Amid speculations on Ban’s likely bid for South Korea’s presidency, the UN chief official met with Park during her visit to the UN headquarters in 2015.
His favorable remarks over the Saemaeul Movement -- one of Park’s flagship projects to develop rural areas -- and his close-door meetings with the president further boosted the rumors of his political aspirations after returning home.
But with the president currently facing impeachment and the Saenuri camp divided in factional feuds, it is yet uncertain whether the diplomat will create a new political entity or join hands with existing groups.
What seems to be certain is that the former UN official is determined to take on a political career upon returning home.
“I am ready to give my all, if only my experience and insight from my 10 years in the UN may contribute to South Korea’s development,” Ban told Korean media correspondents late last year, just before his tenure was to end.
Also, a group of his aides recently started a headquarters in Seoul and held a press conference there, boosting expectations of Ban’s imminent announcement on his presidential bid.
Integrity tests lying ahead
Despite the uncertainties and challenges, Ban nevertheless remains one of the top two front-runners to contend in the upcoming presidential election.
For this reason, a number of political groups have increasingly been seeking to recruit him to their camp or at least to form solidarity in the election.
Standing first in line is the Barun Party, which split away from Saenuri amid efforts to draw a line between the feud-ridden President Park and her loyalists.
But a critical roadblock for Ban is the dispute concerning his integrity, as he is to face a public who is utterly disappointed and infuriated over the president’s corruption scandal.
A survey conducted by local pollster Realmeter in the second week of January showed Ban to have 20.3 percent in approval rating, down 1.2 percentage points from the previous week.
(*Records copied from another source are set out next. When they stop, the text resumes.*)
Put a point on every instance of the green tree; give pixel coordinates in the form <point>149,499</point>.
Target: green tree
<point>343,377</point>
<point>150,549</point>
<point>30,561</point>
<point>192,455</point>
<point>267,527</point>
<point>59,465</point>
Moon Jae-in, former chairman and top presidential candidate of the main opposition Democratic Party of Korea, took the lead with 27.9 percent.
Ban’s slight downtrend is attributable to the allegations, raised by a Seoul-based weekly magazine, Sisa Journal, that he received bribes worth $230,000 between 2005 and 2007.
This scandal, combined with his brother and nephew’s indictment in New York -- also over bribery charges -- seems to have dampened the public’s enthusiasm over the returning diplomat.
Another controversy for Ban is the UN resolution, which recommends retired secretary-generals to refrain from government posts in their home state for a while.
Though the clause is considered non-binding, its underlying intention was enough to bring criticism on Ban for stepping into the presidential race immediately after his UN tenure.
A number of opposition figures, such as Seongnam Mayor Lee Jae-myung and South Chungcheong Gov. An Hee-jung, have raised their voices to condemn what they see as Ban’s premature presidential ambition.